Why are native ads so effective for marketers?

Native ads help marketers to get more juice for their dollars because they are so precise. A platform like Facebook shows ads that are related to the interests of users. That means that they see ads that fit in with their news feeds naturally. The same goes for Instagram, news sites, media sites, or any other platform where you’re choosing to put your advertising dollars. You are being allowed to build ads for specific landscapes that flow and function properly in those landscapes. That means finally saying goodbye to ads that stick out like sore thumbs or take viewers out of the flow.

Which sites are using native advertising?

What does native advertising look like? There are several ways that brands are using native content to create non-obtrusive, organic-looking ads. The goal is to entice your audience to click on the ad intuitively because they are discovering content that appeals to them. Here are the main ways native advertising is embedded:

  • Search and promoted listings.
  • Content recommendations.
  • In-feed ads.

Why are marketers spending more budget on native marketing?

Think of native marketing as a gentle nudge instead of a shove. The big reason why you need native advertising is that it works. This type of ad display boosts both engagement and purchasing intent among customers. What’s more, you don’t have to worry about casting too wide a net and missing the actual audience you want to engage.

There’s another reason why skipping native marketing just isn’t going to cut it. Many people now use ad-blocking software and apps. Native ads offer a flexible, unobtrusive way to make sure your ads will be served and seen because they are part of the content.

What are the top native advertising platforms and companies for native marketing?

What are some of the best native advertising companies that you can use? Outbrain and Taboola are considered by many to be two of the top networks for native ads. One of the big reasons is that Outbrain and Taboola have an excellent grasp on quality motioning for its ads. Redirect.com is another one of the bigger fish out there. Taboola, one of the biggest in terms of scale and is known as the largest content-discovery platform. It caters to both large media outlets and small niche websites.

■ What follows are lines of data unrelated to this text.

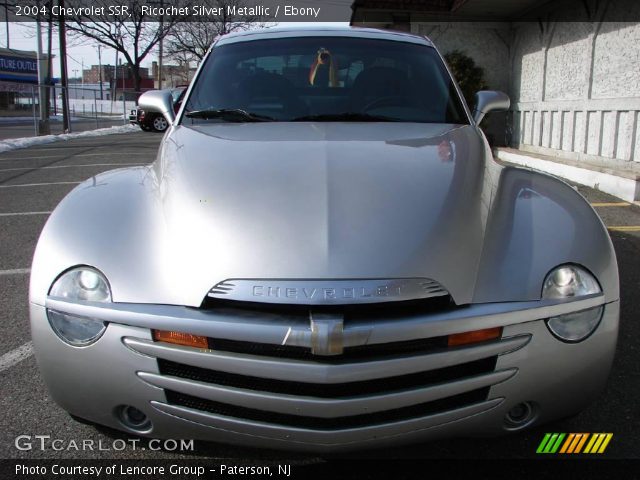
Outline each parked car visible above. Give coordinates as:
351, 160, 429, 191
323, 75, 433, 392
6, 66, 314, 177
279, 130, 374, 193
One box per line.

Where are people viewing native ads? They are extremely common on social media platforms like Twitter, Facebook, and Instagram. Also, all news sites and places where people seek entertainment, media, and information on the Internet are now fully immersed in this type of ad experience. The importance of knowing how to create ads for the right kind of user-end platform should not be overstated.

The time to embrace native marketing is now

Going native is the key to creating on-the-ball marketing content. What makes native ads effective is that they act as part of the user experience instead of nuisances that take users out of the experience. The task of marketers going forward is to find customers where they are and serve content that is relevant, interesting, and engaging.